Nobody would try to deny Toyota’s the best resourced team in the service park right now. But it’s worth noting, it’s being pulled in three directions: running the current program (admittedly, this isn’t overly taxing at the moment…), developing the 2021 car and finally there’s the small matter of the all-new 2022 hybrid machine.
The resource – split between the team base in Finland and the TGR factory in Tallinn, Estonia – is impressive, but will struggle under the weight of three projects in these socially distanced times.
As I write this piece, I can just imagine folk flexing their fingers in the direction of their own keyboards with replies laced with derision and criticism of such stories being raised at such times.
That’s absolutely fair enough.
But this risk is real. Toyota’s putting significant marketing spend behind the GR brand and the roadgoing, four-wheel drive Yaris is right at the heart of that. Compromise that car and what does that mean for Toyota’s WRC program moving forward?

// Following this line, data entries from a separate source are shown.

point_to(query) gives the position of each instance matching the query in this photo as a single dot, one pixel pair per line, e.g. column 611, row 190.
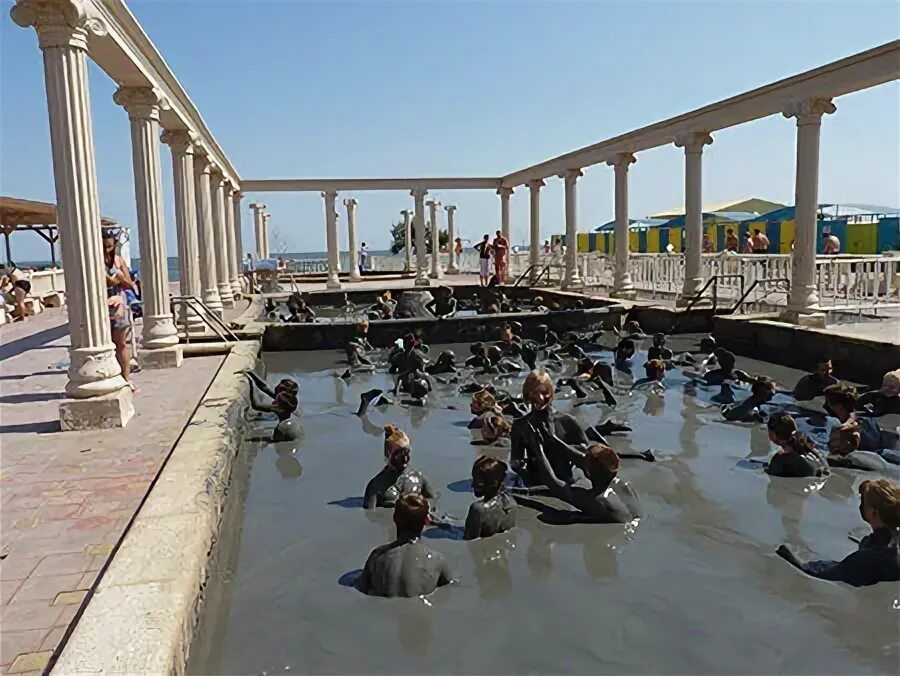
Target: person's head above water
column 840, row 400
column 488, row 475
column 601, row 464
column 537, row 390
column 655, row 369
column 844, row 438
column 879, row 504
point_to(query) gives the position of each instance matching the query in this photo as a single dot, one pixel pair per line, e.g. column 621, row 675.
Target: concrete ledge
column 142, row 616
column 97, row 413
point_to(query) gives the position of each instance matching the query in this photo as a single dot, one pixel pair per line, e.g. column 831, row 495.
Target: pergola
column 208, row 188
column 18, row 215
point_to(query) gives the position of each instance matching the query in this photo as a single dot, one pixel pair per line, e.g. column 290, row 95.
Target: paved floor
column 68, row 497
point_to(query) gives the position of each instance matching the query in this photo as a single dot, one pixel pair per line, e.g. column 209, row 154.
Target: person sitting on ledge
column 878, row 557
column 798, row 456
column 883, row 401
column 599, row 495
column 494, row 512
column 443, row 304
column 405, row 567
column 397, row 477
column 813, row 384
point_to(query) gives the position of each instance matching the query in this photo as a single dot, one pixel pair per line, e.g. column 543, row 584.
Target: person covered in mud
column 813, row 384
column 798, row 456
column 878, row 557
column 442, row 304
column 886, row 399
column 750, row 409
column 405, row 567
column 843, row 451
column 659, row 350
column 599, row 494
column 397, row 477
column 494, row 512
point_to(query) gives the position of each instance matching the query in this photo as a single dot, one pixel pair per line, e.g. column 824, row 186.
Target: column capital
column 693, row 141
column 181, row 141
column 59, row 23
column 622, row 161
column 809, row 111
column 141, row 102
column 572, row 174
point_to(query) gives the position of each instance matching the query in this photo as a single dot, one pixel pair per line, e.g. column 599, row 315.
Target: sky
column 296, row 89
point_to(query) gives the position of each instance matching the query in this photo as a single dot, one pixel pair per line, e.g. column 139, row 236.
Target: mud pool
column 694, row 588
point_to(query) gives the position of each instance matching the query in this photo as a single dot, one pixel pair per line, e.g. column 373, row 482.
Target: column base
column 167, row 358
column 97, row 413
column 814, row 320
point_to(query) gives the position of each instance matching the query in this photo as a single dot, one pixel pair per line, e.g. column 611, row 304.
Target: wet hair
column 489, row 471
column 494, row 427
column 884, row 497
column 655, row 368
column 537, row 381
column 600, row 460
column 842, row 394
column 762, row 385
column 411, row 513
column 784, row 428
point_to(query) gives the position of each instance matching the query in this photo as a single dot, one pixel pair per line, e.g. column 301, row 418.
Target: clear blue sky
column 322, row 89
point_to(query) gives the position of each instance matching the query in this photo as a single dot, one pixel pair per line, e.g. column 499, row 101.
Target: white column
column 205, row 242
column 437, row 270
column 230, row 257
column 534, row 248
column 331, row 237
column 504, row 212
column 571, row 276
column 93, row 369
column 143, row 105
column 452, row 266
column 803, row 298
column 622, row 284
column 693, row 211
column 351, row 239
column 236, row 196
column 419, row 225
column 217, row 186
column 258, row 210
column 407, row 240
column 181, row 144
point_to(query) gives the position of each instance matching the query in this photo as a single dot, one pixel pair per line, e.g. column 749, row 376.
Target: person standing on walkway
column 484, row 260
column 118, row 279
column 832, row 244
column 501, row 256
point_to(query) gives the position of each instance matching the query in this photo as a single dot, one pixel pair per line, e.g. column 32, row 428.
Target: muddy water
column 694, row 588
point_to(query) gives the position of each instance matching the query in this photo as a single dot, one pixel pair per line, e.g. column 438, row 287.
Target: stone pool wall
column 143, row 615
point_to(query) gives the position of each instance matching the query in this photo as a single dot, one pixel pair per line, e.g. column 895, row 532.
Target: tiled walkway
column 67, row 497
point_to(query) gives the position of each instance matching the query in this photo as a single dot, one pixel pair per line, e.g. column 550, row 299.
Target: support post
column 623, row 287
column 693, row 212
column 452, row 265
column 571, row 277
column 418, row 195
column 331, row 237
column 803, row 298
column 350, row 204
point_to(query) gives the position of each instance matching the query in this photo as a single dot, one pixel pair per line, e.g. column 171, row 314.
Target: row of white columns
column 207, row 207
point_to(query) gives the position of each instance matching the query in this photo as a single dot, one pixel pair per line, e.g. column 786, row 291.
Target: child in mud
column 600, row 495
column 397, row 477
column 878, row 557
column 798, row 456
column 495, row 511
column 405, row 567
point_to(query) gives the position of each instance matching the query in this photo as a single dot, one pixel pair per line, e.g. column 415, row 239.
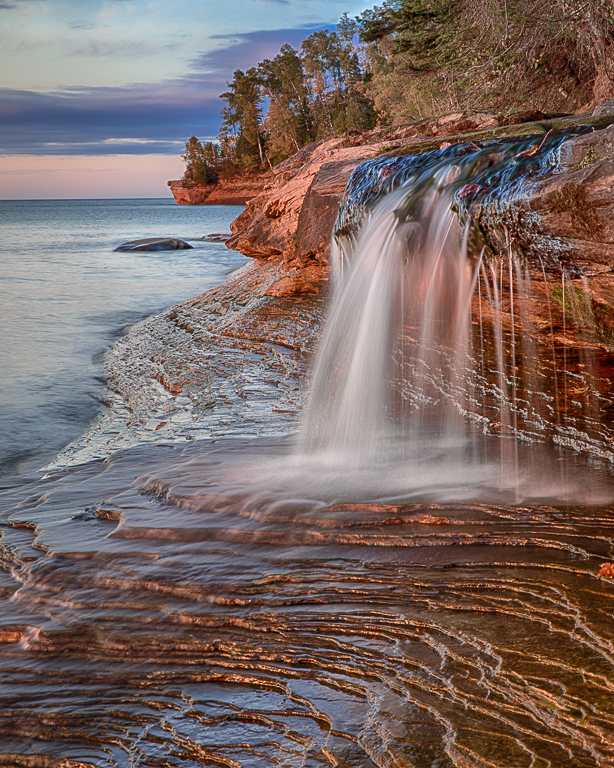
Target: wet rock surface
column 154, row 244
column 295, row 212
column 233, row 361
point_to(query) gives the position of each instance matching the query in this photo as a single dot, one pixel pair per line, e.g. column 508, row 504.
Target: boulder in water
column 154, row 244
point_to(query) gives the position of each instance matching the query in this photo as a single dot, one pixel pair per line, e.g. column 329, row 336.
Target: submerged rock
column 154, row 244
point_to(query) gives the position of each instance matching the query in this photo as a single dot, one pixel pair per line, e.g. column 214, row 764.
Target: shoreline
column 230, row 362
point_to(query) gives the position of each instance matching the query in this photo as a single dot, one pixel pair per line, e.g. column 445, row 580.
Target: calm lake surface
column 226, row 603
column 65, row 296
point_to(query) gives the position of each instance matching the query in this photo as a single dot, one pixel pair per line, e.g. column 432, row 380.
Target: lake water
column 224, row 603
column 66, row 295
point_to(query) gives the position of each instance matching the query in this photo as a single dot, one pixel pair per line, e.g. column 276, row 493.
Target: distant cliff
column 237, row 190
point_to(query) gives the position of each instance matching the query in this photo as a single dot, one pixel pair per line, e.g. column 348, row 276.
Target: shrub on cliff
column 202, row 162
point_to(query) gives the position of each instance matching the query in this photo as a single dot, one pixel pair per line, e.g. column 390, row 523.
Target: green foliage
column 202, row 161
column 411, row 59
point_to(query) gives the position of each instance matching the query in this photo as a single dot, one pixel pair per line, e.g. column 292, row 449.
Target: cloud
column 248, row 49
column 143, row 119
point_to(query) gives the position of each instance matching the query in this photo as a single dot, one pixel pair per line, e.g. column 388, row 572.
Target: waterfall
column 432, row 339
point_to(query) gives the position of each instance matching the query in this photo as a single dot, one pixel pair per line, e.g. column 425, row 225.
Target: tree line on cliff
column 408, row 60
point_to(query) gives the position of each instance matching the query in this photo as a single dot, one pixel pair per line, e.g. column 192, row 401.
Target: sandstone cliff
column 234, row 191
column 293, row 215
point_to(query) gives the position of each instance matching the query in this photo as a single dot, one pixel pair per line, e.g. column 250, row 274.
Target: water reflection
column 222, row 604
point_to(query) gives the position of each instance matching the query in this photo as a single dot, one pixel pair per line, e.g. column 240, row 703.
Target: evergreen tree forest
column 409, row 60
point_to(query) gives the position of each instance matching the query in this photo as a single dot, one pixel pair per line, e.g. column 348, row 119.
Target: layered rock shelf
column 234, row 191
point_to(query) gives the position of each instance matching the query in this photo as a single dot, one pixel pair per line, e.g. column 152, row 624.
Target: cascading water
column 378, row 598
column 432, row 340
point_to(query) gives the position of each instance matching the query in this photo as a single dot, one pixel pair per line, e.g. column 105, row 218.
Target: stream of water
column 413, row 581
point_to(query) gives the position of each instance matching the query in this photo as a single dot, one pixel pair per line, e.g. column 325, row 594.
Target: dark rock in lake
column 216, row 237
column 154, row 244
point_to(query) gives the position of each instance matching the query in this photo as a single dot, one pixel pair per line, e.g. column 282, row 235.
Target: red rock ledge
column 235, row 191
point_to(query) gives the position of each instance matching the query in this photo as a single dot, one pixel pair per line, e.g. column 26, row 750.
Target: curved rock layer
column 234, row 191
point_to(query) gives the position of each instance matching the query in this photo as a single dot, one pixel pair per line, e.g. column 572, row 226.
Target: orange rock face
column 294, row 214
column 234, row 191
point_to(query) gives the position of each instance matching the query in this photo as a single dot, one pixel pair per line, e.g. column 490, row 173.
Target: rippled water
column 242, row 603
column 65, row 296
column 223, row 604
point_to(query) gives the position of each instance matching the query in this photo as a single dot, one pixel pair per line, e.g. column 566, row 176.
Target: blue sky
column 124, row 83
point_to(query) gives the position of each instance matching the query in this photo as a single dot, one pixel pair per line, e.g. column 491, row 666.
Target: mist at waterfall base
column 411, row 579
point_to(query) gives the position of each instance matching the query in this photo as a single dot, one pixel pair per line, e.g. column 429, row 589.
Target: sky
column 98, row 97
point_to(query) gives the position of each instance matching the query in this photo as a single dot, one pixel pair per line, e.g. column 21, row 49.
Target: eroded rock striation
column 237, row 190
column 154, row 244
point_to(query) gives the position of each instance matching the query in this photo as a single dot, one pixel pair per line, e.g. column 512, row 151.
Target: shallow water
column 225, row 603
column 434, row 603
column 66, row 296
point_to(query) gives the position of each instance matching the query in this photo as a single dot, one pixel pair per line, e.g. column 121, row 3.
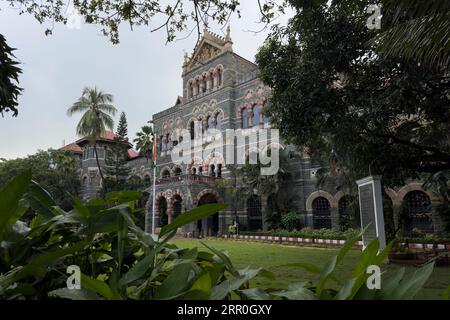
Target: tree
column 144, row 142
column 122, row 127
column 97, row 117
column 54, row 170
column 116, row 158
column 371, row 113
column 417, row 30
column 176, row 15
column 9, row 78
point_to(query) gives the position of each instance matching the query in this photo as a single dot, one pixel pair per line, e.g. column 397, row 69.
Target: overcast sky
column 142, row 73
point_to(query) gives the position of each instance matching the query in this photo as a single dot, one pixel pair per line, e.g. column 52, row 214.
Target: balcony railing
column 188, row 178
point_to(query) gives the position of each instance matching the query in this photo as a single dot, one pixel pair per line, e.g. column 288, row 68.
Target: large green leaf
column 10, row 196
column 296, row 291
column 138, row 270
column 192, row 216
column 65, row 293
column 48, row 258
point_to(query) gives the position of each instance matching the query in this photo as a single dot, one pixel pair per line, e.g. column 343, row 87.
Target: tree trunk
column 99, row 169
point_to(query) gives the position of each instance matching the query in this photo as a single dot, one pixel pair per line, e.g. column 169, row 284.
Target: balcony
column 189, row 179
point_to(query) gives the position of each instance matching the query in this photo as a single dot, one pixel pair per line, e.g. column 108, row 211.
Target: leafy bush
column 116, row 258
column 120, row 261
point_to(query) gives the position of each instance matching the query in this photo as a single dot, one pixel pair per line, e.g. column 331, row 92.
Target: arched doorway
column 162, row 211
column 321, row 213
column 254, row 213
column 210, row 225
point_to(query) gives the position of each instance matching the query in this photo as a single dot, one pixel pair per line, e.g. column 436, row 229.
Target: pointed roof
column 210, row 46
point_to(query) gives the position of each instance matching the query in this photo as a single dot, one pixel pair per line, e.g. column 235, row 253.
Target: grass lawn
column 274, row 258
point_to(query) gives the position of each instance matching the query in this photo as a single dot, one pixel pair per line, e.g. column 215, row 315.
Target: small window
column 219, row 170
column 192, row 129
column 255, row 119
column 218, row 121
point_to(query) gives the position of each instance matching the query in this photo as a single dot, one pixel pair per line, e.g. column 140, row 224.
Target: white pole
column 154, row 197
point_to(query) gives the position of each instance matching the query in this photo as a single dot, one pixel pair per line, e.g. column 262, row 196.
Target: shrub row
column 306, row 233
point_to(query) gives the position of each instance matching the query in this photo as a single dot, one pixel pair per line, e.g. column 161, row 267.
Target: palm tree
column 144, row 141
column 97, row 118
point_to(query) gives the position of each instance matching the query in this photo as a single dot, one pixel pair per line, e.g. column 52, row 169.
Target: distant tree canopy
column 172, row 16
column 353, row 105
column 9, row 79
column 54, row 170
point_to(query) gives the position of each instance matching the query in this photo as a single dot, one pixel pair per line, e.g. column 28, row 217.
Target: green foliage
column 371, row 113
column 122, row 127
column 308, row 233
column 9, row 78
column 177, row 15
column 417, row 30
column 97, row 111
column 120, row 261
column 289, row 220
column 54, row 170
column 144, row 141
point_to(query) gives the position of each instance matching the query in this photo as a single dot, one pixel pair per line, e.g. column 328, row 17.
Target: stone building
column 221, row 91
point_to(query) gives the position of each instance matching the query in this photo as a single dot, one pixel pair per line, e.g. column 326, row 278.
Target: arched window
column 266, row 121
column 417, row 217
column 244, row 115
column 177, row 205
column 344, row 213
column 166, row 174
column 218, row 121
column 192, row 129
column 321, row 213
column 254, row 213
column 255, row 118
column 210, row 122
column 147, row 180
column 190, row 90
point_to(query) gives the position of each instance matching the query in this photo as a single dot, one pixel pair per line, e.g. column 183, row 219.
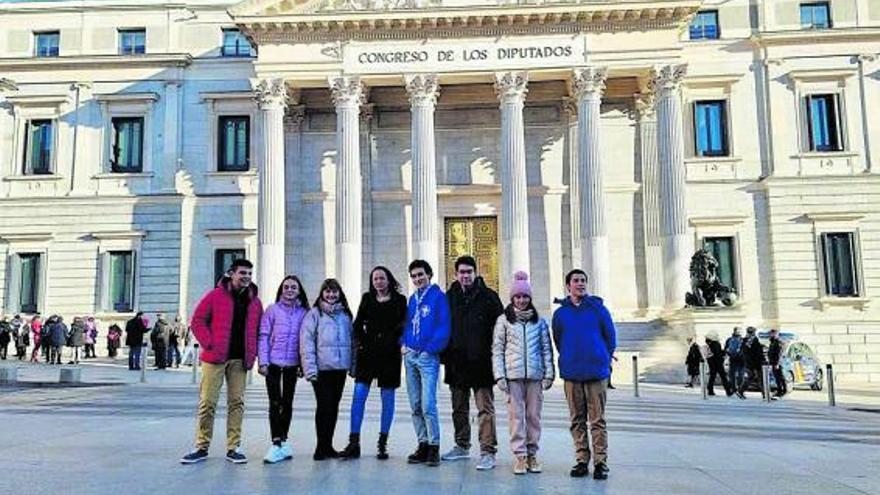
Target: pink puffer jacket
column 212, row 324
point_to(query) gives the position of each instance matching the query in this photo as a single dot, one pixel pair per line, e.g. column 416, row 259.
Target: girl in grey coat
column 522, row 361
column 325, row 353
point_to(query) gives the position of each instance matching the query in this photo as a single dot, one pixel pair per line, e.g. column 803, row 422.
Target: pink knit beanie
column 520, row 284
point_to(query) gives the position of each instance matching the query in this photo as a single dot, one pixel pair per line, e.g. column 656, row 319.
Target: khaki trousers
column 586, row 407
column 484, row 400
column 213, row 376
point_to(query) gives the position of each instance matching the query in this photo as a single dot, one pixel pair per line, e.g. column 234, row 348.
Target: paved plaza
column 114, row 435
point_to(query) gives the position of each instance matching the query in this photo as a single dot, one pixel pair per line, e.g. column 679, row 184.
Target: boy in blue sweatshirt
column 424, row 338
column 585, row 340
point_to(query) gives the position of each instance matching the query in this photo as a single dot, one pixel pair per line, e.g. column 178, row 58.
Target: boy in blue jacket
column 585, row 339
column 424, row 338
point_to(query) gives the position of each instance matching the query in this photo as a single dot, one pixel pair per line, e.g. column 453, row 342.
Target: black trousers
column 281, row 385
column 328, row 392
column 717, row 371
column 781, row 386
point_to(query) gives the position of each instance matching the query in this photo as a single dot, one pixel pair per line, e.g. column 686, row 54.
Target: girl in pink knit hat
column 522, row 361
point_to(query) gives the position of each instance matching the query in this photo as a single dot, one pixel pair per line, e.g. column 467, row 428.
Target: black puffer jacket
column 468, row 357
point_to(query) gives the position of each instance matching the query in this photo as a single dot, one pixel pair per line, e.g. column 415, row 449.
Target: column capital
column 422, row 89
column 511, row 87
column 588, row 81
column 667, row 77
column 347, row 91
column 270, row 92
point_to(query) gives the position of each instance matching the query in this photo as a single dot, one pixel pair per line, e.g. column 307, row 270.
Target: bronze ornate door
column 476, row 236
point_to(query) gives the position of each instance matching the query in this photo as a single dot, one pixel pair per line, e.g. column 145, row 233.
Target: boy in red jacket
column 225, row 323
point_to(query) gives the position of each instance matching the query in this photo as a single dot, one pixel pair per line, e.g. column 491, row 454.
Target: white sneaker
column 487, row 462
column 287, row 449
column 274, row 454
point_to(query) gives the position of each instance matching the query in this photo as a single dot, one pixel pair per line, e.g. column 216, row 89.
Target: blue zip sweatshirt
column 585, row 339
column 427, row 321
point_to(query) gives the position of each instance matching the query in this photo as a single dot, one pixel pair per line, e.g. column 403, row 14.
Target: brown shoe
column 533, row 465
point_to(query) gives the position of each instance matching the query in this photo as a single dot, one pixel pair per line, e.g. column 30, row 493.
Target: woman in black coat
column 695, row 357
column 378, row 327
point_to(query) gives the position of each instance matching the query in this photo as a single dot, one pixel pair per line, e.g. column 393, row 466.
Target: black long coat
column 468, row 357
column 376, row 334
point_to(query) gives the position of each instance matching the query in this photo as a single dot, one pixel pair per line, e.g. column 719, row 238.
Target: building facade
column 144, row 145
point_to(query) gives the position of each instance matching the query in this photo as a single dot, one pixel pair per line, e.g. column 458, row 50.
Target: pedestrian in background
column 735, row 363
column 226, row 322
column 376, row 334
column 279, row 361
column 325, row 348
column 716, row 364
column 774, row 359
column 522, row 357
column 425, row 336
column 473, row 309
column 692, row 362
column 585, row 339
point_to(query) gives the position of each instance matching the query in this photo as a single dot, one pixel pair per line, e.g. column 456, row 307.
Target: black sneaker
column 420, row 455
column 235, row 456
column 195, row 456
column 580, row 470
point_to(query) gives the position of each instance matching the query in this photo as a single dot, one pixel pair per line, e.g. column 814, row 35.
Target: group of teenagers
column 481, row 342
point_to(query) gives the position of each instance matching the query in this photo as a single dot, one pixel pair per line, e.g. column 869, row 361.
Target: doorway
column 476, row 236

Actually, let’s not go there.
What’s the answer?
Well, when I dived into this piece, I did so to shine a light on the flip side of what’s widely and understandably regarded as sensible temporary legislation.
In short, I don’t know. In Frankfurt, home of the Hyundai WRC team, and in M-Sport’s part of the UK, moving about to take a rally car testing is not going to happen any time soon. So why should Toyota be allowed to do that, just because of a slightly more liberal governmental approach to the current situation where it’s based?
I don’t think it should. That is, I don’t think the team should be allowed to test the current car. But is it worth investigating some method to helping it solve the 2021 conundrum?
For the reasons outlined above, it’s got to be worth a thought.